Yani ticaret yönetimindeki “oda” kısmını ticaret merkezine
döndürmekle alakalı vizyoner projeler hazırlayıp yola çıktık.
Burada TÜMSİAD’ta bölge başkanı olduğum için bizimle beraberdirler.
Bunu gururla söylüyorum. Ama şu var; bu işle alakalı daha çok
dışarıdan birçok arkadaşımız bizimle beraberdir. Okan Oktay
kardeşimiz de bizim bu kimliğimizi, bu duruşumuzu bildiği halde, eş
başkan olalım diye değil beraber çalışalım diye kendinin
tevazusuyla başkan adaylığından vazgeçip yanımızda olmuştur.
Sonuçta “beraber olalım” diyen kardeşe sahip çıkmak bizim de
şanımızdandır. Biz de ona sahip çıkacağız.
***Gazetemize verdiği röportajda Okan Bey sanırım
yanlış anlaşıldı, siz de bunu böyle okuyorsunuz değil
mi?
Evet, çünkü Okan beyin kalben ne düşündüğünü iyi biliyorum.
Beraber bir yere gittiğimizde hep şunu der, “Erdoğan bey tarikatçı
değil, tasavvuf ehlidir” der. Yani tasavvuf ehli bir Yunus’un
tasavvufu manasındadır. Okan Bey gittiğimiz her yerde bunları
konuştuğu gibi benim olmadığım ortamlarda da aynısını söylüyor.
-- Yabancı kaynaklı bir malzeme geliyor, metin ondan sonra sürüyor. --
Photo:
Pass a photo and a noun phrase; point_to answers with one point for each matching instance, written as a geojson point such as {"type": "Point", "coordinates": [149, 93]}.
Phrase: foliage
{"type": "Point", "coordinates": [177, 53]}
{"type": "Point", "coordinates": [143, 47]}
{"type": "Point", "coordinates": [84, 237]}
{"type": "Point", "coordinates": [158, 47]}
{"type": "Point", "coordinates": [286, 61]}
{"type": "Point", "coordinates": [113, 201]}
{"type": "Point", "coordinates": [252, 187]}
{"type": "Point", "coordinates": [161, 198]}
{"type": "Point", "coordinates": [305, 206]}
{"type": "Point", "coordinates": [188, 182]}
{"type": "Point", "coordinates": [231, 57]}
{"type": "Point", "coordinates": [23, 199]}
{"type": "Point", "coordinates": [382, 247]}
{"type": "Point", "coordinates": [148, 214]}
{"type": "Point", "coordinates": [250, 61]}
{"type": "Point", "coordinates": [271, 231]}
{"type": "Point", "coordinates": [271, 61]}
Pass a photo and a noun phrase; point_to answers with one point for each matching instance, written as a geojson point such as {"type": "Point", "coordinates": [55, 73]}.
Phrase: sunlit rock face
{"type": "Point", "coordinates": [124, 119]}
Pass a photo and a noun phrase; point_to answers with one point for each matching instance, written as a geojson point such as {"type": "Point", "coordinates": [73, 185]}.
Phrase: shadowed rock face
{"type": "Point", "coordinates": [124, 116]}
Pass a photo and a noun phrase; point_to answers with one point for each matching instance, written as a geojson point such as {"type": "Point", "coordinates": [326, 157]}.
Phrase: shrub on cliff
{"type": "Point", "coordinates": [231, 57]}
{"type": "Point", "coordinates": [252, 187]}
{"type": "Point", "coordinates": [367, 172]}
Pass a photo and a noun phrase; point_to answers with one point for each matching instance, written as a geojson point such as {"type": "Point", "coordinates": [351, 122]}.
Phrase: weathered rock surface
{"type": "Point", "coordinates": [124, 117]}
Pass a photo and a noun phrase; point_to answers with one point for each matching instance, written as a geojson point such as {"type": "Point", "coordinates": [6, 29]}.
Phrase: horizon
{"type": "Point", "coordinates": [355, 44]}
Diyor ki; “Ben Erdoğan Yılmaz’ı tanıdıkça sevdim”. Böyle bir duruşu
olan insan benim için de değerlidir. Ticaret odasında uzun yıllar
meclis üyeliği yapmış, emeği var. Buna ilaveten biz, bizden olmak
isteyen herkesi kucaklarız. Biz ikimiz de birbirimizi iyi
biliyoruz.
***Okan beyin sözlerinden birileri bir çatışma mı
çıkarmak istedi sizce?
Evet, sanki bir kutuplaşma içerisindeymişiz gibi gösterilmek
isteniyor. Ama taban öyle değil, ticaretimiz öyle değil. Biz
herkesle ticaret yapıyoruz. Hiç kimseye sen şusun, sen busun deyip
kapımızı kapatmıyoruz. Her gelene hoş geldin diyoruz ve onunla
ticaret yapıyoruz. Yani bu noktada herkesle komşuluk
yapıyoruz.
***Anladığım kadarıyla Okan beyin söyleminden siz
rahatsız olmadınız, Okan bey rahatsız olmadı. O zaman kim neden
rahatsız oldu?
Burada “TÜMSİAD’ın kuyruğuna takılma” kelimesi yanlış
yorumlandı. Burada bahsedilen gerçek manada bir kuyruk değil, orada
anlatılmak istenen “uzantısı değildir” anlamını taşır. Belki o
kuyruk kelimesi uzantı yerine farklı algılandı. Ben de aynı şekilde
düşünüyorum, uzantısı değildir, burası bir tarikat değildir. Sanki
orada şu anlaşılmış; “Erdoğan Yılmaz bütün kimliklerini kenara
attı”. Biz bir kimliği bırakmış değiliz, böyle bir şey mümkün mü?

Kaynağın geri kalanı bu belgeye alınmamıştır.